Dans une très grande piscine qu'entouraient des colonnes de porphyre, la reine Marguerite de Navarre nageait voluptueusement dans l'eau tiède et parfumée où se délassait son corps parfait, véritable modèle pour un statuaire.

Aucun voile ne masquait ses formes charmantes. Elle était nue comme la main.

- Bonjour, ami Chicot, cria-t-elle gaiement au fou. Soyez le bienvenu à notre Cour.

Sur le bord de la piscine, Chicot, abandonné par la femme de chambre, se confondait en salutations.

Margot lui dit en fendant l'eau gracieusement pour se rapprocher de lui:

- Je ne vous donne pas ma main à baiser, parce qu'il me faudrait sortir de l'eau et que je suis toute nue.
“ Dans la piscine, l'eau me vêt.
“ Ne trouvez-vous pas, Chicot ?

- Cette onde cristalline est le vêtement idéal! répliqua sérieusement Chicot.

- Vous venez de Paris, paraît-il, en droite ligne.

- Oui Majesté.

- Vous avez à me parler de la part de mon frère.

- Oui Majesté.

- Ma mère connaît-elle le but de votre visite?

- Non Majesté... Votre auguste frère a tenu à ce que la reine mère ignore ma démarche.

- Alors je crois deviner dans quel but... Que vous a dit mon mari?

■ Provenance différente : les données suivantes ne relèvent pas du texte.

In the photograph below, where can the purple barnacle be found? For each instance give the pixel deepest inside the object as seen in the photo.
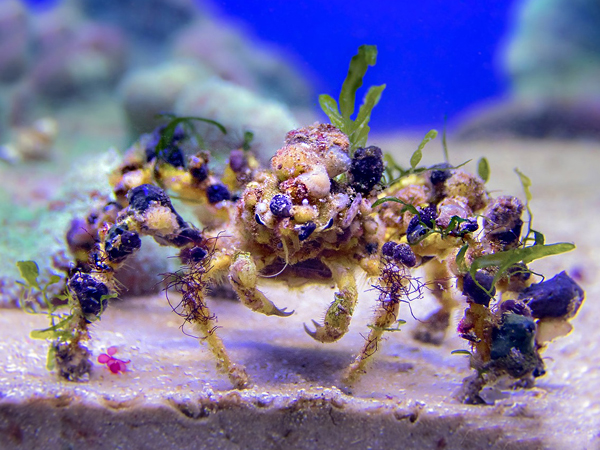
(404, 255)
(559, 297)
(421, 224)
(120, 243)
(186, 236)
(142, 196)
(503, 220)
(515, 306)
(281, 206)
(217, 193)
(480, 290)
(388, 248)
(440, 173)
(512, 342)
(90, 293)
(366, 168)
(469, 226)
(238, 161)
(305, 230)
(371, 247)
(193, 255)
(199, 173)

- Le roi de Navarre! Mais je ne l'ai pas encore vu! mentit effrontément Chicot.

- Vous en êtes certain?

- Autant qu'on peut être certain de quelque chose ici-bas...

- Que vous a-t-il dit?

- Si Votre Majesté, insinua Chicot, voulait bien me faire l'honneur de supposer que je n'ai pas vu le roi de Navarre, cela faciliterait beaucoup l'entretien que je désire avoir avec elle.